Advertisement
Articles

Gendered Souls: Female Religious and Imperial Power in Early Byzantium

Empress IreneGendered Souls: Female Religious and Imperial Power in Early Byzantium

By Jessica R. Lee

BA Thesis, Scripps College, 2014

Abstract: The scholarship on female basileia in the Byzantine Empire is generally spilt into two polarized camps, divided over how to reconcile female agency within a patriarchal society. The crux of the issue is how these women achieved power and how their power was perceived. Did the emulation of men elevate these women or was their imperial worth tied exclusively to their aspects of their femininity? The disparity in contemporary scholarship often ignores the idea of a middle ground. Imperial women achieved a remarkable degree of power, yet they still existed within a male centered, almost misogynistic context. The frequency and relative consistency with which these powerful women appear in the historical record bars them from being categorized as anomalies.

In approaching the issue of early Byzantine empresses, I was very aware of the parallels in gender construction with female saints. The simultaneous masculinization and feminization of these women served to further distinguish them from women as a whole. They were unattainable paragons, their success largely determined by their adherence to a feminine version of the imperial persona. While emperors had long since developed a public persona to favorably communicate their imperial power, it wasn’t until the advent of the Christian Empire in the East that we see a pattern of imperial women with access to genuine imperial power.
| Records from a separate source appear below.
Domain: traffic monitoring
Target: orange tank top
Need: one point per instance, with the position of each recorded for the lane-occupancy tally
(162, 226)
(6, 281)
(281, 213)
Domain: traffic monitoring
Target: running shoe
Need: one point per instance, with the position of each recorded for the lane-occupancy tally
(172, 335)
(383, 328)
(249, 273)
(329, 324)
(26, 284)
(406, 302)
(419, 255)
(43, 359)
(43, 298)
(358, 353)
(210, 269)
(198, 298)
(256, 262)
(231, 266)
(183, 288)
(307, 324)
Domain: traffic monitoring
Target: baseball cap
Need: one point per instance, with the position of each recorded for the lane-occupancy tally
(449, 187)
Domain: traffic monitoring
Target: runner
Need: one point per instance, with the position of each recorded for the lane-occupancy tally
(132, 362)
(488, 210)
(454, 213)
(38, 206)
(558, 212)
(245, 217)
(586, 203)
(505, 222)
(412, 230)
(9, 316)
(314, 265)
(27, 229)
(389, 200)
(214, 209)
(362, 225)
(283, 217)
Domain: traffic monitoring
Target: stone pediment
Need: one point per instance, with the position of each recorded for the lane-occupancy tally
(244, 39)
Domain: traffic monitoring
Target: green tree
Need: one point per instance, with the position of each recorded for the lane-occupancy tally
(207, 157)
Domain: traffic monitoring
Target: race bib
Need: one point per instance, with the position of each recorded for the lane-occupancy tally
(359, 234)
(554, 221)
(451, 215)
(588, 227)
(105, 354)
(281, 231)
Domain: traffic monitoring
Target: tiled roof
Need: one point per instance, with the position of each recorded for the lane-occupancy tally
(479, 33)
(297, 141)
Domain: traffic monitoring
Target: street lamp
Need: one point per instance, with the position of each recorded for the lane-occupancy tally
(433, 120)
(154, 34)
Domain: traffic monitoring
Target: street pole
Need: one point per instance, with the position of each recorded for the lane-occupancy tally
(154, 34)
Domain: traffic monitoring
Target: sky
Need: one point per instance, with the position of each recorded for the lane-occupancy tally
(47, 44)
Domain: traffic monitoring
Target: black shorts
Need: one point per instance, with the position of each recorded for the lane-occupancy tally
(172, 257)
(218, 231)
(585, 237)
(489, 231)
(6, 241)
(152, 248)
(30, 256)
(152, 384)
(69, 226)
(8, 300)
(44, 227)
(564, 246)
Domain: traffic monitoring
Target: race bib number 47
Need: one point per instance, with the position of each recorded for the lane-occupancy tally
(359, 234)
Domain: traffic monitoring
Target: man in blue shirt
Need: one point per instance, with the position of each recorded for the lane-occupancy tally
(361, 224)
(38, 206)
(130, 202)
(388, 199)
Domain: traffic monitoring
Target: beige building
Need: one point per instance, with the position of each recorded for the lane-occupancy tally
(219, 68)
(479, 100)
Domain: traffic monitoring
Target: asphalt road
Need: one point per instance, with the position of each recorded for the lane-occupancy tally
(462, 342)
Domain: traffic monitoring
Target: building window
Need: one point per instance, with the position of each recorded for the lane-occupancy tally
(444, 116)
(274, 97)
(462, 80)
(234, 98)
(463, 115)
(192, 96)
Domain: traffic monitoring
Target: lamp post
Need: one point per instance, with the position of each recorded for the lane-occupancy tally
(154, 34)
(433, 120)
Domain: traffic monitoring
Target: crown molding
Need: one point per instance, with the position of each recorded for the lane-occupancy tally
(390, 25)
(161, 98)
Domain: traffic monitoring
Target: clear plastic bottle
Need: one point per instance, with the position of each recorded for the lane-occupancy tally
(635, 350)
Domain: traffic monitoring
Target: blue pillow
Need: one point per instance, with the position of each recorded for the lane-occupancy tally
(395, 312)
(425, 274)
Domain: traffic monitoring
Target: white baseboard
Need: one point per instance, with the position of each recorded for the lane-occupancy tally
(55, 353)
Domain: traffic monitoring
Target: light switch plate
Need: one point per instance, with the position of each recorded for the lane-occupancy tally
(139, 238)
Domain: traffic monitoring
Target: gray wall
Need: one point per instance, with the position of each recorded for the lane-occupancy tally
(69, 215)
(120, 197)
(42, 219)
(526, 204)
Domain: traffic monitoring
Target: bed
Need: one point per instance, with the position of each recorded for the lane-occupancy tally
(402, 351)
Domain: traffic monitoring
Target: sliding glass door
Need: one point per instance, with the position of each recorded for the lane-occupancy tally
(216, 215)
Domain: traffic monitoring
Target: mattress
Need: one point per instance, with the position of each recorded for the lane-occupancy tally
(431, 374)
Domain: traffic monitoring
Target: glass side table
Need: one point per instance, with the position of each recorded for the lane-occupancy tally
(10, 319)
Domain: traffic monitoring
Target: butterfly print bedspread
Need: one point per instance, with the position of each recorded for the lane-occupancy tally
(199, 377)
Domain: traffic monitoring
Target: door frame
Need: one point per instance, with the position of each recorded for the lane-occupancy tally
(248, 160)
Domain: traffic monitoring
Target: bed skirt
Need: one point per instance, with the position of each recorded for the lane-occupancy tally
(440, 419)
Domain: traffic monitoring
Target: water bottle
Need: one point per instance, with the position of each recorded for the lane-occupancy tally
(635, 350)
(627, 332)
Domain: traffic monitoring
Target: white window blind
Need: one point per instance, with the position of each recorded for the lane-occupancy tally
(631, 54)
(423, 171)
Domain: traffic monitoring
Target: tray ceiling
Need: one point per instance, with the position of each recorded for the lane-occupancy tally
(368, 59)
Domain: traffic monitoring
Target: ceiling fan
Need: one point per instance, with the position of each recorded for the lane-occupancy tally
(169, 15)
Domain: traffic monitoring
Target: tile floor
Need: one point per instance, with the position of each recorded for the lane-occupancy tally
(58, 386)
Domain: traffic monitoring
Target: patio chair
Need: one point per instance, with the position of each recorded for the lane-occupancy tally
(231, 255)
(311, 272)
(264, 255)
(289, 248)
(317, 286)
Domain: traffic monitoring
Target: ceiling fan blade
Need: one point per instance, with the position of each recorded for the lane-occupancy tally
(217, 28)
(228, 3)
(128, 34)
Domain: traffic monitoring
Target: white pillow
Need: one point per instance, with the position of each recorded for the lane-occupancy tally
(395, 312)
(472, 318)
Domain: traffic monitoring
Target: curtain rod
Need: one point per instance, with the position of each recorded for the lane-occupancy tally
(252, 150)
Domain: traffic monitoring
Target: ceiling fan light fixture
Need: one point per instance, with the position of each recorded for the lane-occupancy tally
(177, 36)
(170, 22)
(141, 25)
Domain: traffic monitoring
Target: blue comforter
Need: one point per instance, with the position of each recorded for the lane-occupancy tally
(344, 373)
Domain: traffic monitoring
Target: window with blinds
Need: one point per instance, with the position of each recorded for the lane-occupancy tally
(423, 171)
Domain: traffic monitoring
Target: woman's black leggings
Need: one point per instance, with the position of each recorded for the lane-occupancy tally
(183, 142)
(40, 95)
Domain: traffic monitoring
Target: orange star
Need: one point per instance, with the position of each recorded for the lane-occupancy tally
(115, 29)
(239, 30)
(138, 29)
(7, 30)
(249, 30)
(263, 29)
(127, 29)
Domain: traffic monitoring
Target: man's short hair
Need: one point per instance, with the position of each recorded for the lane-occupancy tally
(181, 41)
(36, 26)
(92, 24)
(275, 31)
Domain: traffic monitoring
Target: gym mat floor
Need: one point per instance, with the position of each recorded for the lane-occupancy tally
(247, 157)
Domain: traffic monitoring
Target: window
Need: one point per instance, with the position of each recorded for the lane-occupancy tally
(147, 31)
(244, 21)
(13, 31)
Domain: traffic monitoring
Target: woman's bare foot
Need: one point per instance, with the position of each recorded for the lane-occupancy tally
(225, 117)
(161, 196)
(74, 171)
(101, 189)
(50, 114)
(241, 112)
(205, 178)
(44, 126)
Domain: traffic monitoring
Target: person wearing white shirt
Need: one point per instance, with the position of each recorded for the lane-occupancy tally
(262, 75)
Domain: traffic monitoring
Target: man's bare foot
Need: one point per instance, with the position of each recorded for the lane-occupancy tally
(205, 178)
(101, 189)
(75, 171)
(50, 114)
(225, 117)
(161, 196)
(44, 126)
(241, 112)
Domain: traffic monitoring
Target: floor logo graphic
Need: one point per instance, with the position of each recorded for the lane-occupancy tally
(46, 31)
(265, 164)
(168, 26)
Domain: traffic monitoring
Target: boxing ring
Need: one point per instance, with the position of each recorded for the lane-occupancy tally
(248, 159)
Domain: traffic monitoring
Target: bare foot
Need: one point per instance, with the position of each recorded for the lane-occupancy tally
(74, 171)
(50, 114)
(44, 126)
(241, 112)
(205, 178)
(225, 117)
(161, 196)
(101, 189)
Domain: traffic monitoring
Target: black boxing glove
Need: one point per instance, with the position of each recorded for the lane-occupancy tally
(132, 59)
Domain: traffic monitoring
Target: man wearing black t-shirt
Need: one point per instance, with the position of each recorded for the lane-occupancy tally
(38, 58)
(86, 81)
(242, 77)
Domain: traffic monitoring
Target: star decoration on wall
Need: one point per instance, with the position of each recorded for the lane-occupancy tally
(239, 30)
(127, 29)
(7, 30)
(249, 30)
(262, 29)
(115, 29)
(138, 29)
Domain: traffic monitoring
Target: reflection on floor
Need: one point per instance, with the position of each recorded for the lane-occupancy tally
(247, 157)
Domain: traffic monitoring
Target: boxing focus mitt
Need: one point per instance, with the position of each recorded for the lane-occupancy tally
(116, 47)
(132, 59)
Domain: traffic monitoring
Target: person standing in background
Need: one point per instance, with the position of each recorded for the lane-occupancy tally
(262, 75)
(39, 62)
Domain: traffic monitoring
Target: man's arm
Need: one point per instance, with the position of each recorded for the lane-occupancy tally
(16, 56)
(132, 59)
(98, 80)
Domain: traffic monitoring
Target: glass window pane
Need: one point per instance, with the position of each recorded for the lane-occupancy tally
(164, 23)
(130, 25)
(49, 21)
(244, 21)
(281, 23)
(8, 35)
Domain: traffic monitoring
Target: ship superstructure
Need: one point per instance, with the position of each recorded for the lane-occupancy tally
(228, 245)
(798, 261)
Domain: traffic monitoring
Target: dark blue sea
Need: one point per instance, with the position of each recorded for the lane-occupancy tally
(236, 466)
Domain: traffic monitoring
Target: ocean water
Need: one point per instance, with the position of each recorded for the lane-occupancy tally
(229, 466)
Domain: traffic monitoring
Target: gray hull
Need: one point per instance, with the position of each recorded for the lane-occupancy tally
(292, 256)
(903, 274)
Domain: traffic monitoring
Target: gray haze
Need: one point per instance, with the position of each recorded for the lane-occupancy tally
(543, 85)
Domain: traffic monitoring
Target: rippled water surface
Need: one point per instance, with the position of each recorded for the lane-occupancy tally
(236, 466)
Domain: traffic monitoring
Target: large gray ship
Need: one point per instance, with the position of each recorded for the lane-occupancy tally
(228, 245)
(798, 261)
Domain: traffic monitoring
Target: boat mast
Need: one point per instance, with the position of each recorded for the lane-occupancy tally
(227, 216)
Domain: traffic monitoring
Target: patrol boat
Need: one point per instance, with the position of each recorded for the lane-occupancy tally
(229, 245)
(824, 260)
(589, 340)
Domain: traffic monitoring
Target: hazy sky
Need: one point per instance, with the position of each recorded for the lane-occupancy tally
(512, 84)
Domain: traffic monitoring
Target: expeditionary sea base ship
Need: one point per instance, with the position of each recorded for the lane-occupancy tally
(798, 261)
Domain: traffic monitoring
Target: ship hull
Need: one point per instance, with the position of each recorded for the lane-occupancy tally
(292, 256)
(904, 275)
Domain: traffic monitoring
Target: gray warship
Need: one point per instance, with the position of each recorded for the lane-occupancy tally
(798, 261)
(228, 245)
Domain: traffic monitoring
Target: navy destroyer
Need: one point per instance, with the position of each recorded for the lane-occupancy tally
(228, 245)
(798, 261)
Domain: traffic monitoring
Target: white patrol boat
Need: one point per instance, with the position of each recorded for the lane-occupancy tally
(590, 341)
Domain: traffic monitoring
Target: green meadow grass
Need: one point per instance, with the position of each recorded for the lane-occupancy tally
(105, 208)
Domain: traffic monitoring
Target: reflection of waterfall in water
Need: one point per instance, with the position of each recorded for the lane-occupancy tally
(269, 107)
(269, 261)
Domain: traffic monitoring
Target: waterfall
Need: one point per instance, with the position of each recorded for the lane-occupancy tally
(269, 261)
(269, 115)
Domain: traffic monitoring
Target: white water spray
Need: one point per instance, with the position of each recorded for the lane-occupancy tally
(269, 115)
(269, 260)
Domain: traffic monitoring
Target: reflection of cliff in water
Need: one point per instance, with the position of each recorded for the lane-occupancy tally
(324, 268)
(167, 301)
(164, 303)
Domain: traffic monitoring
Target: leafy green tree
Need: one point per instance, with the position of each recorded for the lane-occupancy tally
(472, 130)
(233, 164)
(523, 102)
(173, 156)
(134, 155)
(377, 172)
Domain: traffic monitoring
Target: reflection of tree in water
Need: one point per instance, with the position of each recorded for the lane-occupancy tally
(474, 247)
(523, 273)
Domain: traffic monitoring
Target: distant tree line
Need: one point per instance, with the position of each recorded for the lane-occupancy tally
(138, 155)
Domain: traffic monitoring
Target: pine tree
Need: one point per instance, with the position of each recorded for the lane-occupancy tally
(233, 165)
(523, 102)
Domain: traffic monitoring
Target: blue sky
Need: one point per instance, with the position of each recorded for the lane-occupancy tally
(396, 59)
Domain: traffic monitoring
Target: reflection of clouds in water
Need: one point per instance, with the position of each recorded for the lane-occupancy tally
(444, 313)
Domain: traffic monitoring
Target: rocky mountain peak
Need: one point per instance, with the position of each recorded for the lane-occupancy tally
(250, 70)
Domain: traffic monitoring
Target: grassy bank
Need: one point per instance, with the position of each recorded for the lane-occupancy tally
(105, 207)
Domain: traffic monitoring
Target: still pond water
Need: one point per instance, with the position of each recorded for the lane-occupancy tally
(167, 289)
Though still existing within a relentlessly androcentric society, imperial women were able to negotiate rather than negate their gender to secure power within a Christian imperial structure. I examine three empresses, Pulcheria (398-453 CE), Theodora (500-548 CE), and Irene (752-803 CE), in the hopes of illuminating their claims to imperial power while also placing them in the context of a larger historical tradition.